Generally oppose -- but elected officials should never ever change term limits for themselves, and in cases where there's essentially no competitiveness in elections they serve a useful purpose. 2. Should short-term vacation rental services like AirBnB be legalized in New York City? I strongly supported legislation to crack down on real illegal hotels, which displace residents, erode the stock of affordable housing, unfairly undercut legitimate, tax-paying hotels, and present a threat to neighborhood quality of life and people's safety. I'm very proud that we successfully enacted this law when Democrats controlled the State Senate -- over unanimous Republican opposition.
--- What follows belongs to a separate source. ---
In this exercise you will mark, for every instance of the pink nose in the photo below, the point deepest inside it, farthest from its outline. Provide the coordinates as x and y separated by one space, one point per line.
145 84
At the same time, individual residents should be able to responsibly let others stay in their apartments when they are out of town, and AirBnB and other vacation rental services provide a mechanism for that to occur. But that doesn't mean that property owners should be able to turn affordable housing stock or blocks of apartments into short-term-stay hotels. Today the City's enforcement mechanism is complaint-based, and it should stay that way to prevent that sort of practice, rather than targeting individuals who are not causing harm. 3. How would you increase transparency in New York City government for citizens and the press? Increasing government transparency has been a cornerstone of my work -- whether it's ethics and campaign finance reform and better Senate rules, or the State Liquor Authority website I helped create that provides communities and businesses with comprehensive info on liquor licenses and violations. (I was proud Gothamist called that site a "boon to everybody but barowners with something to hide"). I believe government works best when it actively engages citizens -- not just on Election Day, but every single day as part of governing. When I was first elected in 2008 in an unlikely campaign, we engaged New Yorkers in a real grassroots effort and -- just as I am in this campaign -- I refused to accept contributions from corporations or PACs. Ive worked hard for those who dont have their own lobbyists, from young New Yorkers and small businesses, to public housing residents and new immigrants, including with unique programs like my annual Community Convention. At the Convention I not only discuss what I'm already working on, but I hold nearly 20 breakout sessions where constituents weigh in on what they'd like to see which shapes my work at home and in Albany. Check it out on Sunday, April 28th when I hold my Fifth Annual Community Convention at BMCC. The Public Advocate has a unique role, inside city government but free of the bureaucracy. Just as I've done since I was first elected in 2008, I will bring an independent and transparent approach to the job of Public Advocate -- allowing me to deliver meaningful results for the individuals, communities, and businesses that too often get left out by powerful interests and bureaucracy.